The newly-formed Fianna Fáil and Fine Gael Alliance on Mayo County Council would need to be very wary of a proposal to exclude the local media from covering certain committee meetings of the authority.

A recommendation has been made that meetings of the council’s six strategic policy committees should be held without the press being in attendance.

The move has been mooted on the basis that such committees would better operate to their potential by not having journalists present.

This is based, apparently, on the assumption that committee members would have the scope to tease out issues in an open and frank manner without the prospect of making headlines in the following week’s local newspapers.

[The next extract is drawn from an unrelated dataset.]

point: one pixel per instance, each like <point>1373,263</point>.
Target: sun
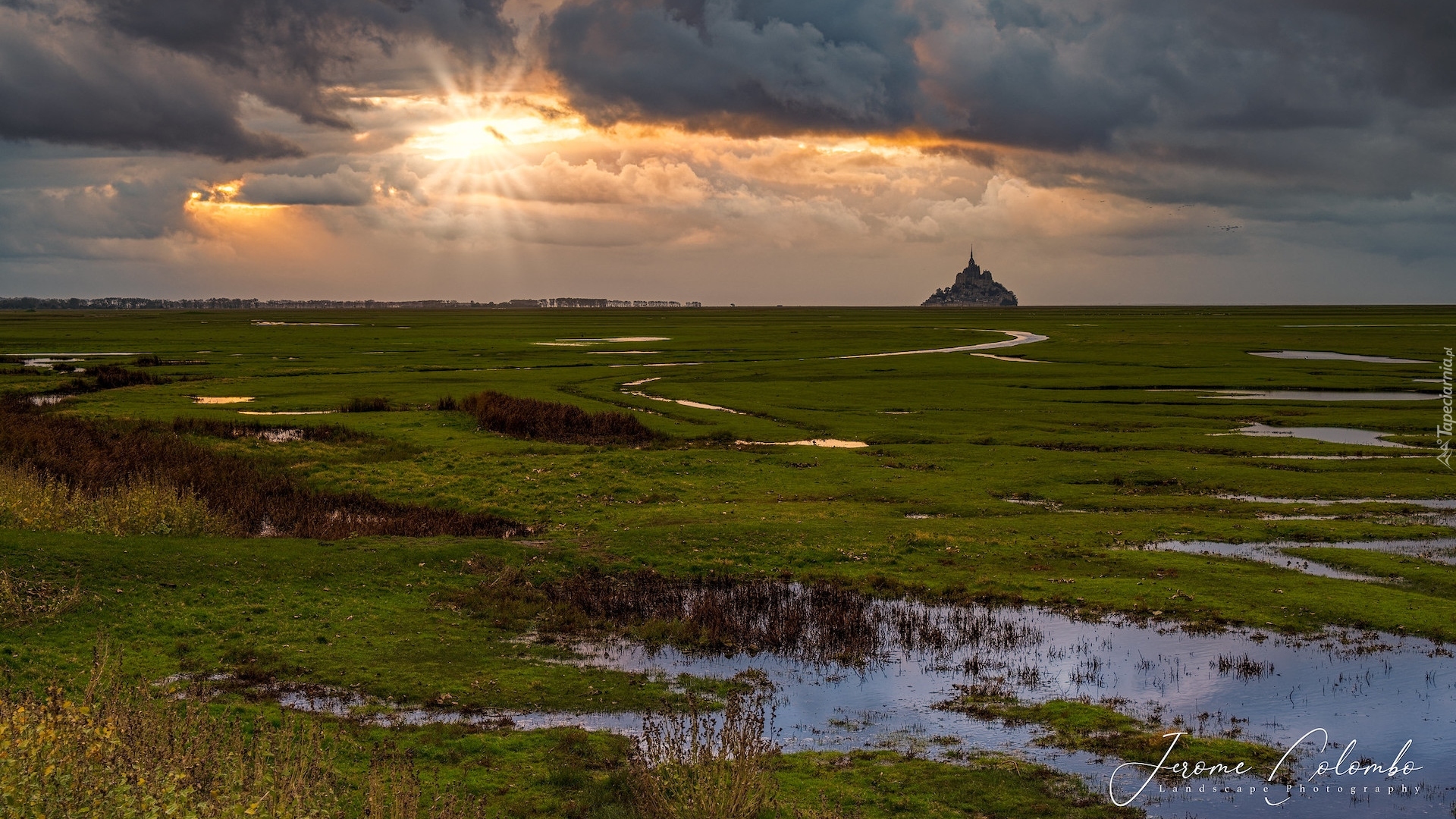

Which, of course, begs the question: Why express a view at a meeting if it’s not worth expressing in the first place?

While misguided senior officials in the Department of Local Government may see merit in the suggestion, which has been dispatched down the line to chief executives of the nation’s county councils, it is certainly not a road councillors should agree to go down.

Because, essentially, it is a step in the wrong direction in terms of preserving the values of local democracy, values which are so important to elected representatives themselves in terms of being fully aware of the information they need to make informed decisions.

So, in effect, they, too, would be silenced if this diktat is adopted in any shape or form.

What officialdom should be more concerned about is ensuring that those appointed to serve on these strategic policy committees actually attend the meetings on a consistent basis rather than the chair having to ring around beforehand to ensure a quorum is reached.

Unlike some of its members, a representative from the local press always turns up, a clear demonstration that the fourth estate in this county takes its job very seriously.

The focus now turns on the aforementioned FF/FG Alliance to ensure that this proposal is firmly rejected as emphatically as it deserves to be.

While some of the early utterances on the matter were not entirely reassuring, the hope is that sense will prevail.

In fairness to the leader of the independent technical grouping, Councillor Michael Kilcoyne, nobody has been left in any doubt about its unequivocal opposition to the move.

Now Fianna Fáil and Fine Gael, in their best interests, must do the same.